「脚をよじ登ったり、すり寄って甘えたりする姿にみんなすっかりメロメロ。私は“犬派”でしたが、かわいくて、かわいくて……」

 「事務所で飼おう」と社員の意見は一致した。「三毛だから“みーちゃん”」と名前はすぐに決定。乗船は2014年5月ごろからである。木村さんが試しに乗せてみたところ、最初からまったく嫌がらなかった。「和歌山電鉄貴志川線貴志駅の“たま駅長”のように人気が出ればいいなあ」という社員の期待を背負い、“副船長”は誕生したのである。

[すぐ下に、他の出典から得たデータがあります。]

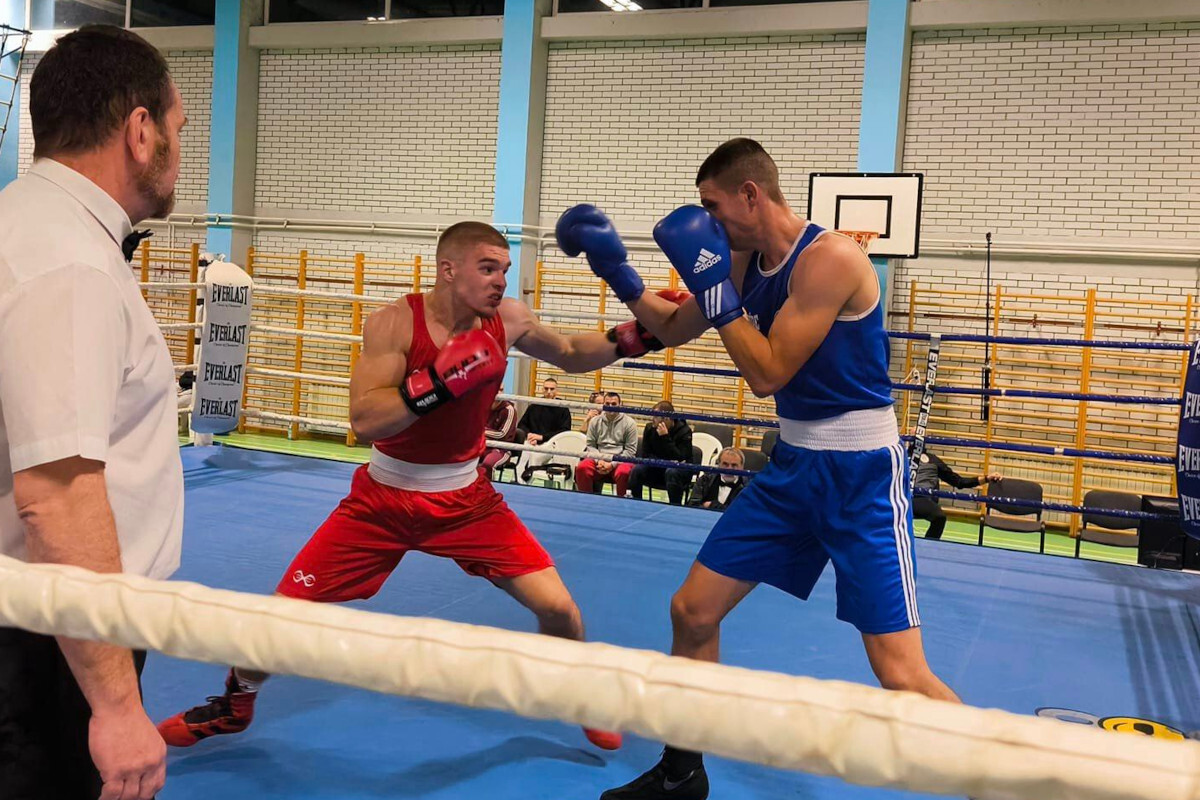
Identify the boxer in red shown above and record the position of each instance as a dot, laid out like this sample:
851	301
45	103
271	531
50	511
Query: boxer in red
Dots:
430	368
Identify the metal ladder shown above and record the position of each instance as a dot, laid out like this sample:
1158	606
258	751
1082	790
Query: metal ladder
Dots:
12	43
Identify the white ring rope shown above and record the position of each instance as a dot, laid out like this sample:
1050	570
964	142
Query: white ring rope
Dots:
281	292
859	733
171	284
333	380
307	334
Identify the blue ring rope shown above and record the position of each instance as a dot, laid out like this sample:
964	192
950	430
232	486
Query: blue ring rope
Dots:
1049	506
1113	344
1045	450
1030	392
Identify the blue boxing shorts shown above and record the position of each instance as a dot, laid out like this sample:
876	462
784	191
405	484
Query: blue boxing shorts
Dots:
813	506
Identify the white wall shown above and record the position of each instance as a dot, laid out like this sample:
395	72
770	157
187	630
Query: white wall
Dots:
378	132
628	122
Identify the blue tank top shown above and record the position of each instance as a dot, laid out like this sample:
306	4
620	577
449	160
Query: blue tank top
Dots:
849	372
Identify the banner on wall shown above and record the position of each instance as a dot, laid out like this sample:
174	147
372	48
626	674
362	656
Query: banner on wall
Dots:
1187	465
221	370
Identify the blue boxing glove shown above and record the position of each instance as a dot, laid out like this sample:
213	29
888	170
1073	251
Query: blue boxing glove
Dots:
586	229
699	248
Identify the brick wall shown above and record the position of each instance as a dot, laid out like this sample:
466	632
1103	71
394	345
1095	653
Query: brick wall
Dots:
378	131
1079	132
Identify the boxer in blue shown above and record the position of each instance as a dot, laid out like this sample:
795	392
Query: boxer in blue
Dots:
799	311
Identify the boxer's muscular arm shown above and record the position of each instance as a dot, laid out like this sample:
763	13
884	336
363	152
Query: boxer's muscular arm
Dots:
832	275
576	353
377	409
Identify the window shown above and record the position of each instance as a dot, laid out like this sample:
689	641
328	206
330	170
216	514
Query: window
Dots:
425	8
319	11
726	4
570	6
57	14
154	13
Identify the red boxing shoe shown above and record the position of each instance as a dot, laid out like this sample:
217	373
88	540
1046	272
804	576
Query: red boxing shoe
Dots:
229	713
604	739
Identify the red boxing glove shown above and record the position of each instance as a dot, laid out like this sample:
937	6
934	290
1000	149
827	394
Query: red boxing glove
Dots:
633	340
678	296
466	362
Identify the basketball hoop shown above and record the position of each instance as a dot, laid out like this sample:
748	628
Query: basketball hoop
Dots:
864	238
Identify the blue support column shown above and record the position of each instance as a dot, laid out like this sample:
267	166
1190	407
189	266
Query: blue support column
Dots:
12	13
234	130
885	90
519	139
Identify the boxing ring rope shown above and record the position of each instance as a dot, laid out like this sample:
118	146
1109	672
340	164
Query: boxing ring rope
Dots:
859	733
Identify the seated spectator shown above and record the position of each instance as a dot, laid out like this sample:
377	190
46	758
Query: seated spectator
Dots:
593	413
714	491
612	433
539	425
930	471
665	439
501	426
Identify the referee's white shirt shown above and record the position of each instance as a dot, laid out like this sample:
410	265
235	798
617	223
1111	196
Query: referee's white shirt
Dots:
84	370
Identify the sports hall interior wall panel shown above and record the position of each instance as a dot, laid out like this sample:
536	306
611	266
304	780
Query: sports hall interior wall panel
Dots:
192	71
378	131
1079	132
628	124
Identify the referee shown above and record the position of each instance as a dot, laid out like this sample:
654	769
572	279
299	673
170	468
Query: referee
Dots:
89	462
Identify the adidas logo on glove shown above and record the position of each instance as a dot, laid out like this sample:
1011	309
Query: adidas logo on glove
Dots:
705	260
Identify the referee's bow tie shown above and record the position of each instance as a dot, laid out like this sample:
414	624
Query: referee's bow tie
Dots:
131	242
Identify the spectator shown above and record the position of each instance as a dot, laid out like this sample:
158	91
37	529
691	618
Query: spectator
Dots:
501	426
714	491
612	433
594	397
930	471
539	425
666	439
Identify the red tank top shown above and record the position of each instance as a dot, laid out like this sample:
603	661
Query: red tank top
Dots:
451	433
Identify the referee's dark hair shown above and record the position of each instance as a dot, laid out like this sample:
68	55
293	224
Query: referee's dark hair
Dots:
89	83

 ちなみに、みーちゃんは正社員とのこと。給与は餌の“カリカリ”。時々、煮干しやかまぼこなどの“ボーナス”も出る。普段は事務所におり、午前8時半に社員が出勤してくると、お出迎えするのが朝一番の仕事である。水曜日が公休で、女性社員と一緒に帰宅し、チワワ犬のティーちゃんと昼寝をしたり、遊んだりして過ごす。

 また、波が高いと、乗船しない。なぜなら船酔いするからだ。そうとは知らず初めて乗せた時、みーちゃんはふらふらになり、声高らかに鳴いてから嘔吐してしまった。木村さんは「ストレスがかからない天候の時を選んで乗せています」とのこと。上司は、職場のストレス改善に理解がある。

 それもそのはず。副船長の集客効果は絶大で、「みーちゃんと船に乗りたい!」と多くの女性客や家族連れが訪れるようになった。昨年は、北陸新幹線の開業効果と相まって、乗船者数が3~4割増え、過去最多を更新した。みーちゃんは重要な戦力であり、体調を崩してしまっては、営業成績に響くのである。

 新湊観光船は毎日、午前9時から午後4時まで随時運航している。みーちゃんが乗船するのは、内川遊覧コース(約50分、1500円)か新港遊覧コース(約30分、1000円)であり、どの船に乗るかは、その日の波の高さとご機嫌次第らしい。

 海王丸パークから富山湾から眺める立山連峰は絶景だったが、みーちゃんと遊んでいたらあっという間に時間が過ぎてしまった。「みーちゃんと会いたい」「また乗りたい」と思わずにはいられない。なるほど、こうやってリピーターを獲得していくわけか……。ねこ副船長、なかなか“できる社員”である。